Anders Faergemann, a fund manager at PineBridge Investments in London said that the sale was a “positive, transition story,” noting that the fund, which holds $90bn in assets, was “impressed with the presentation and the marketing of the credit, backed by what seems to be very strong fundamentals”.
Still, some worries remain over the Uzbek deal. S&P Global Ratings and Fitch Ratings rated Uzbekistan at three levels below investment grade, similarly to Bolivia, Brazil and Bangladesh.
“The feverish demand automatically reminds me of Tajikistan’s debut,” Roman Bernatskiy, head trader of FFF Asset Management in Cyprus. “There could be a case of deja-vu, with trading in the first days at 101 percent of face value and higher, followed by the subsequent acknowledgement that it’s expensive and a drop well below face value.”
The Tajik bonds, due in September 2027, are rated three levels below Uzbekistan at S&P. The return on Tajik bonds has stood at 0.3% since their sale, whereas emerging markets in the period have shown an average loss of 0.4%. At the same time, ex-Soviet Georgia’s bonds, which happen to share Uzbekistan’s rating, returned 2.9% in the period.
Very limited data
Investors are known to still have significant concerns about how secretive Uzbekistan is when it comes to its economy. Very limited data on the country’s key mineral sector is available, for instance. While fund managers say Tashkent will be expected to pay a premium for that secrecy, Uzbekistan has been attempting to improve its transparency.
Aside from issuing better statistical reports on macroeconomic indicators, Uzbekistan issued a decree in January stating that it would no longer shroud in secrecy statistics on its main export commodity, gold.

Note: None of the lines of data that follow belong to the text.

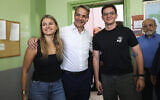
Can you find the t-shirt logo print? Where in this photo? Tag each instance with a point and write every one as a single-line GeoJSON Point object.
{"type": "Point", "coordinates": [119, 39]}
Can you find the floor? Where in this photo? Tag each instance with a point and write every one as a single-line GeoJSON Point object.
{"type": "Point", "coordinates": [94, 96]}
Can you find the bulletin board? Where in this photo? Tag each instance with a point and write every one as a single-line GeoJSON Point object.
{"type": "Point", "coordinates": [10, 43]}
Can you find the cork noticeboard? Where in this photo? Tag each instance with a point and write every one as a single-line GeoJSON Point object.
{"type": "Point", "coordinates": [10, 46]}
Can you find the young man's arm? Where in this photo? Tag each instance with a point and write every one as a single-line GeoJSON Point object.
{"type": "Point", "coordinates": [96, 69]}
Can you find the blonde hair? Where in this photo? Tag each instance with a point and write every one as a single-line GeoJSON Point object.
{"type": "Point", "coordinates": [57, 41]}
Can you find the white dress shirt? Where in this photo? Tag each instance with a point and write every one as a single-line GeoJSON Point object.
{"type": "Point", "coordinates": [76, 48]}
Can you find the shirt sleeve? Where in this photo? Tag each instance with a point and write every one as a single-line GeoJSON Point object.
{"type": "Point", "coordinates": [132, 40]}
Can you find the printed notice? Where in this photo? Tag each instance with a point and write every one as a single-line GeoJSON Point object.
{"type": "Point", "coordinates": [2, 47]}
{"type": "Point", "coordinates": [138, 24]}
{"type": "Point", "coordinates": [2, 30]}
{"type": "Point", "coordinates": [14, 34]}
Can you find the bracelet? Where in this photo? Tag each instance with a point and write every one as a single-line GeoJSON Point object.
{"type": "Point", "coordinates": [23, 92]}
{"type": "Point", "coordinates": [140, 75]}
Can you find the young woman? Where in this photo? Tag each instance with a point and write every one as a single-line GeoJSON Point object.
{"type": "Point", "coordinates": [46, 80]}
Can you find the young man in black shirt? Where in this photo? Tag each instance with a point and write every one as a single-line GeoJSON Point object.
{"type": "Point", "coordinates": [117, 75]}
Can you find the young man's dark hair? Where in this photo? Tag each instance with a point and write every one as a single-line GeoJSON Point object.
{"type": "Point", "coordinates": [107, 6]}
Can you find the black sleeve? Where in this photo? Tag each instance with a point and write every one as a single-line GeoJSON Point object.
{"type": "Point", "coordinates": [156, 62]}
{"type": "Point", "coordinates": [95, 43]}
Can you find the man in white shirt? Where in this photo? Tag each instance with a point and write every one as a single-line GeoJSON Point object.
{"type": "Point", "coordinates": [77, 42]}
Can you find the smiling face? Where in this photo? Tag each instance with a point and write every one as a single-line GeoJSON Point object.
{"type": "Point", "coordinates": [149, 27]}
{"type": "Point", "coordinates": [80, 18]}
{"type": "Point", "coordinates": [48, 26]}
{"type": "Point", "coordinates": [109, 16]}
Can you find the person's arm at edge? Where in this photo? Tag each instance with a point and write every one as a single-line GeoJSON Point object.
{"type": "Point", "coordinates": [139, 60]}
{"type": "Point", "coordinates": [28, 58]}
{"type": "Point", "coordinates": [32, 43]}
{"type": "Point", "coordinates": [96, 69]}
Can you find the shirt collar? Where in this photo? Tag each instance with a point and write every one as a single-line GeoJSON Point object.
{"type": "Point", "coordinates": [75, 28]}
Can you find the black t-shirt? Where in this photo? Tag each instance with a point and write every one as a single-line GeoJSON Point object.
{"type": "Point", "coordinates": [114, 46]}
{"type": "Point", "coordinates": [46, 69]}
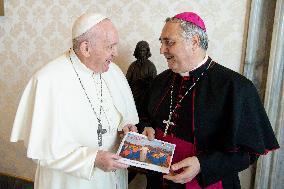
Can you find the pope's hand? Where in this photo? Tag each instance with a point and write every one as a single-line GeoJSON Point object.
{"type": "Point", "coordinates": [108, 161]}
{"type": "Point", "coordinates": [149, 132]}
{"type": "Point", "coordinates": [190, 166]}
{"type": "Point", "coordinates": [129, 128]}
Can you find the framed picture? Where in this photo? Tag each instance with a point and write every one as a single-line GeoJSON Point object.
{"type": "Point", "coordinates": [136, 150]}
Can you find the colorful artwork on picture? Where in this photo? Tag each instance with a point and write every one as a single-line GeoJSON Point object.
{"type": "Point", "coordinates": [137, 150]}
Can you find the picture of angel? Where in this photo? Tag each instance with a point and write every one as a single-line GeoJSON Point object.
{"type": "Point", "coordinates": [138, 151]}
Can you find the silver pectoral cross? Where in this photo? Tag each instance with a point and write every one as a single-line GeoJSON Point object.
{"type": "Point", "coordinates": [100, 132]}
{"type": "Point", "coordinates": [168, 123]}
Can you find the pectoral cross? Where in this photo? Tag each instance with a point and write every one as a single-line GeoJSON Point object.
{"type": "Point", "coordinates": [168, 123]}
{"type": "Point", "coordinates": [100, 132]}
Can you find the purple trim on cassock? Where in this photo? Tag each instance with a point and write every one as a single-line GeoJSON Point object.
{"type": "Point", "coordinates": [183, 150]}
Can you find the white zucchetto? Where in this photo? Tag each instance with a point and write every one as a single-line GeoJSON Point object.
{"type": "Point", "coordinates": [85, 22]}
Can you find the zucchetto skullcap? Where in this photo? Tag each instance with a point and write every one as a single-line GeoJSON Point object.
{"type": "Point", "coordinates": [85, 22]}
{"type": "Point", "coordinates": [193, 18]}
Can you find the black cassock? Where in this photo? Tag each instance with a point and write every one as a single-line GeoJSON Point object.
{"type": "Point", "coordinates": [222, 119]}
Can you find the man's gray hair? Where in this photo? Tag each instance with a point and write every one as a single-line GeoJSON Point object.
{"type": "Point", "coordinates": [87, 36]}
{"type": "Point", "coordinates": [190, 30]}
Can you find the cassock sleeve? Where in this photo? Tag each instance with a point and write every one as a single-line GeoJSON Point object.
{"type": "Point", "coordinates": [37, 123]}
{"type": "Point", "coordinates": [121, 95]}
{"type": "Point", "coordinates": [79, 163]}
{"type": "Point", "coordinates": [251, 136]}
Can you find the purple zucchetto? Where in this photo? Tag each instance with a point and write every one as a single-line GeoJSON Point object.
{"type": "Point", "coordinates": [193, 18]}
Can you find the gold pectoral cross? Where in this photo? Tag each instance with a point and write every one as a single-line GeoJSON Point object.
{"type": "Point", "coordinates": [100, 132]}
{"type": "Point", "coordinates": [168, 123]}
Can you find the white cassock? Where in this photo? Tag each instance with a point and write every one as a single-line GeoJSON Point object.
{"type": "Point", "coordinates": [59, 127]}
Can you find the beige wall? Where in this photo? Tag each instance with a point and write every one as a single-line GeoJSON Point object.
{"type": "Point", "coordinates": [34, 32]}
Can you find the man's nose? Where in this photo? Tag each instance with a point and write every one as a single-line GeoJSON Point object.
{"type": "Point", "coordinates": [163, 48]}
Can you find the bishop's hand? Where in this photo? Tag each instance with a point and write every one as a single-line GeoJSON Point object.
{"type": "Point", "coordinates": [190, 166]}
{"type": "Point", "coordinates": [149, 132]}
{"type": "Point", "coordinates": [107, 161]}
{"type": "Point", "coordinates": [127, 128]}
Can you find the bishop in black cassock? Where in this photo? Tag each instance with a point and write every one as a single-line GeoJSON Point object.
{"type": "Point", "coordinates": [216, 116]}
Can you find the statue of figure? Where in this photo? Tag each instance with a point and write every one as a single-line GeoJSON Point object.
{"type": "Point", "coordinates": [140, 73]}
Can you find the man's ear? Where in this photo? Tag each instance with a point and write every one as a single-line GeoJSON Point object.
{"type": "Point", "coordinates": [84, 48]}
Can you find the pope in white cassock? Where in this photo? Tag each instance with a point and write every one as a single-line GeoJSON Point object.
{"type": "Point", "coordinates": [72, 109]}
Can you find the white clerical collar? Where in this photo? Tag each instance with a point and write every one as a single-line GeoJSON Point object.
{"type": "Point", "coordinates": [79, 65]}
{"type": "Point", "coordinates": [200, 64]}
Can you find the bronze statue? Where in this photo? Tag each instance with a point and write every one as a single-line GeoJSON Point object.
{"type": "Point", "coordinates": [140, 73]}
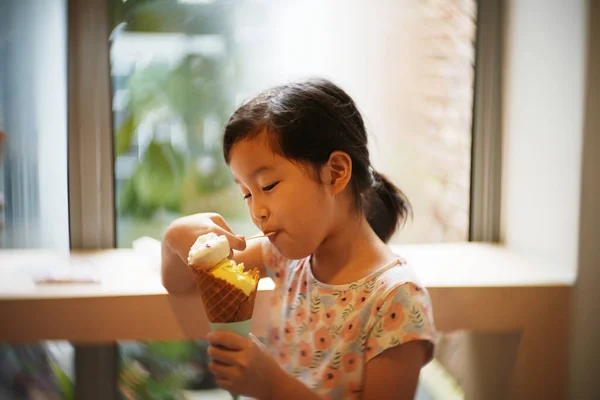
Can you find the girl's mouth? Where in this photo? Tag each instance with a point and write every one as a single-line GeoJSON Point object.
{"type": "Point", "coordinates": [273, 236]}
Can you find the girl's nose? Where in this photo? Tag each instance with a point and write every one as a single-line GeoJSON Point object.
{"type": "Point", "coordinates": [259, 212]}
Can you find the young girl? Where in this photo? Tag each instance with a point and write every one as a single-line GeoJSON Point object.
{"type": "Point", "coordinates": [348, 318]}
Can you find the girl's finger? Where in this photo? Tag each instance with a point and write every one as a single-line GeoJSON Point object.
{"type": "Point", "coordinates": [225, 372]}
{"type": "Point", "coordinates": [229, 340]}
{"type": "Point", "coordinates": [221, 355]}
{"type": "Point", "coordinates": [236, 242]}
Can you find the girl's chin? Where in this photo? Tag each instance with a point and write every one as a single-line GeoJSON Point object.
{"type": "Point", "coordinates": [289, 251]}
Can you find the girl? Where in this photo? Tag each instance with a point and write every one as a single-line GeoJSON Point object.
{"type": "Point", "coordinates": [348, 318]}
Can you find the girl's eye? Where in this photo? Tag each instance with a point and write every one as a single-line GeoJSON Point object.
{"type": "Point", "coordinates": [270, 187]}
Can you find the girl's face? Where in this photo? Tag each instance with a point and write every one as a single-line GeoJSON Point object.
{"type": "Point", "coordinates": [282, 197]}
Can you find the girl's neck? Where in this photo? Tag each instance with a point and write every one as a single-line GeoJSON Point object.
{"type": "Point", "coordinates": [351, 253]}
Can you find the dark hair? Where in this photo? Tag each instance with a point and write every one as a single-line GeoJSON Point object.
{"type": "Point", "coordinates": [309, 120]}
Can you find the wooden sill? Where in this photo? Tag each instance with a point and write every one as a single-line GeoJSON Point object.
{"type": "Point", "coordinates": [474, 286]}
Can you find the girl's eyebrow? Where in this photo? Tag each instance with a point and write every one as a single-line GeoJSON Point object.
{"type": "Point", "coordinates": [260, 170]}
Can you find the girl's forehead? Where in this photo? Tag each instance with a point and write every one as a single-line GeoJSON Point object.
{"type": "Point", "coordinates": [248, 150]}
{"type": "Point", "coordinates": [248, 155]}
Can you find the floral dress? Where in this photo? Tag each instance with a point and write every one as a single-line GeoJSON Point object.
{"type": "Point", "coordinates": [325, 334]}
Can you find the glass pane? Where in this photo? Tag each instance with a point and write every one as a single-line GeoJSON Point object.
{"type": "Point", "coordinates": [33, 173]}
{"type": "Point", "coordinates": [179, 68]}
{"type": "Point", "coordinates": [33, 117]}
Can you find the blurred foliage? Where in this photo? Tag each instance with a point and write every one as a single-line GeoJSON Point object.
{"type": "Point", "coordinates": [168, 126]}
{"type": "Point", "coordinates": [187, 95]}
{"type": "Point", "coordinates": [160, 370]}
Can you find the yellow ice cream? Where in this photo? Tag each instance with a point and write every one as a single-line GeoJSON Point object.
{"type": "Point", "coordinates": [234, 274]}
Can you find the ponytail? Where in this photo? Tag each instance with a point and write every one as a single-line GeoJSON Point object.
{"type": "Point", "coordinates": [385, 206]}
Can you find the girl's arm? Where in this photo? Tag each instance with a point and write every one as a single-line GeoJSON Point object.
{"type": "Point", "coordinates": [181, 235]}
{"type": "Point", "coordinates": [393, 374]}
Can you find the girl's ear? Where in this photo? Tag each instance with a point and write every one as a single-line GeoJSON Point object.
{"type": "Point", "coordinates": [336, 173]}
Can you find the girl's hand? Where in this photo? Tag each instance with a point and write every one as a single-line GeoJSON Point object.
{"type": "Point", "coordinates": [242, 365]}
{"type": "Point", "coordinates": [176, 243]}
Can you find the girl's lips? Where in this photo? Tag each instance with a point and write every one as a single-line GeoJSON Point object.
{"type": "Point", "coordinates": [272, 236]}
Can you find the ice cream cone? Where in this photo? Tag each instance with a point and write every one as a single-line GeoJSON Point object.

Gold is unofficially estimated to make up approximately 20% of the Central Asian nation’s exports. However, figures from international trade data visualisation engine, The Observatory of Economic Complexity (OEC), indicate that gold made up 40% of Uzbekistan’s exports in 2016 in monetary terms. Its value amounted to $2.86bn.
JPMorgan, Citi and Gazprombank are handling Uzbekistan’s Eurobond transaction. Uzbekistan has appointed HSBC banker Odilbek Isakov as the head of its Sovereign and Corporate Debt Division.